Schon lange wissen Sterngucker, dass der mit bloßem Auge sichtbare Sternhaufen der Plejaden von einem fahlen Nebel umgeben ist. Jetzt berichtet der Astronom Richard White vom Smith College in Massachusetts, dass die Plejaden nicht nur mit einer, sondern mit zwei interstellaren Gaswolken kollidieren ? ein nie zuvor beobachtetes Ereignis.
Die Plejaden befinden sich 400 Lichtjahre von der Erde entfernt. Wegen ihrer sieben hellsten, mit bloßem Auge sichtbaren Sterne hat der Sternhaufen auch den Namen Siebengestirn. In Wirklichkeit besteht er jedoch aus etwa 500 Sternen, die mit einem Alter von 100 Millionen Jahren noch recht jung sind.

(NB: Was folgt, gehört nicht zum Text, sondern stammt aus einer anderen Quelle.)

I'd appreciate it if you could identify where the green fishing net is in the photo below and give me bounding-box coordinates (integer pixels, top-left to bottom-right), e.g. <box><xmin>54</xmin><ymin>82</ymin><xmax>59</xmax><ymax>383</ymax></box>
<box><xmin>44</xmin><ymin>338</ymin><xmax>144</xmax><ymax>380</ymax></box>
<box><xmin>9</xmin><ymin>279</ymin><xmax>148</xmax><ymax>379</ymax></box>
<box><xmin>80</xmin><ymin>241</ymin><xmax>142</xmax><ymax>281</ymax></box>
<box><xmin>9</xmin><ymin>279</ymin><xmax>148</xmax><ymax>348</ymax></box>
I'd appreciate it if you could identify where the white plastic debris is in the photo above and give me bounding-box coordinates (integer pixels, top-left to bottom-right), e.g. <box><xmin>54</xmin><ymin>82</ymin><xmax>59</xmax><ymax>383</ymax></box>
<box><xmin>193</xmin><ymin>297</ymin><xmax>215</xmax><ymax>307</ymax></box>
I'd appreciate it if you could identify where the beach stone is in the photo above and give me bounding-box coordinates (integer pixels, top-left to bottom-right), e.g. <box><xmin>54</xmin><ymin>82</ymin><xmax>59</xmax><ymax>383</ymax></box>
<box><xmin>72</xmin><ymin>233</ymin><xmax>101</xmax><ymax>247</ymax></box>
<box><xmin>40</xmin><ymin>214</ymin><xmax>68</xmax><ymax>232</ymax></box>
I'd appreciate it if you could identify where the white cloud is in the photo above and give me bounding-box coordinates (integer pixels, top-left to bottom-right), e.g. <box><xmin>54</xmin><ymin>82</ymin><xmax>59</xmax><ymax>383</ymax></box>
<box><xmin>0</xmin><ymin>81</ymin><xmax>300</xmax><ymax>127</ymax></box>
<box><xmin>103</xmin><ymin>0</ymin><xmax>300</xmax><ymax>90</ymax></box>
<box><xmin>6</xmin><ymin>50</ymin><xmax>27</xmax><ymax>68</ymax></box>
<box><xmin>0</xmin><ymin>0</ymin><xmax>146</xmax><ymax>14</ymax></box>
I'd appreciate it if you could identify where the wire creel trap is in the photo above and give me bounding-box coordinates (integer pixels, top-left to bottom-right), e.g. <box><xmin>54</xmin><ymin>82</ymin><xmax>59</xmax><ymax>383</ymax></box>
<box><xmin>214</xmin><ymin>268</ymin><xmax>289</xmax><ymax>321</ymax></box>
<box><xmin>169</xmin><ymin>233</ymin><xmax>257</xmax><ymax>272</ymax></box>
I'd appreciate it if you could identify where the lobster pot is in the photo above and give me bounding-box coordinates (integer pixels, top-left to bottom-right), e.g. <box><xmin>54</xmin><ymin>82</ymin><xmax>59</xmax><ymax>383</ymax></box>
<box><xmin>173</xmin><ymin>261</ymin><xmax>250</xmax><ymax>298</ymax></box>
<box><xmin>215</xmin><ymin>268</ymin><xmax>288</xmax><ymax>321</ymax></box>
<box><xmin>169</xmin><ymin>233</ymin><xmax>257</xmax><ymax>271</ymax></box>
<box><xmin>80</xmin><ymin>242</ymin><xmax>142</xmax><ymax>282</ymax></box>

White beobachtete jetzt bestimmte Absorptionslinien des Sternenlichts mit einem speziellen Instrument des Kitt-Peak-Observatoriums. Im Astrophysical Journal Supplement (Ausgabe Oktober 2003) berichtet er, dass die Linien darauf schließen lassen, dass sich Gaswolken aus zwei Richtungen dem Sternenhaufen nähern.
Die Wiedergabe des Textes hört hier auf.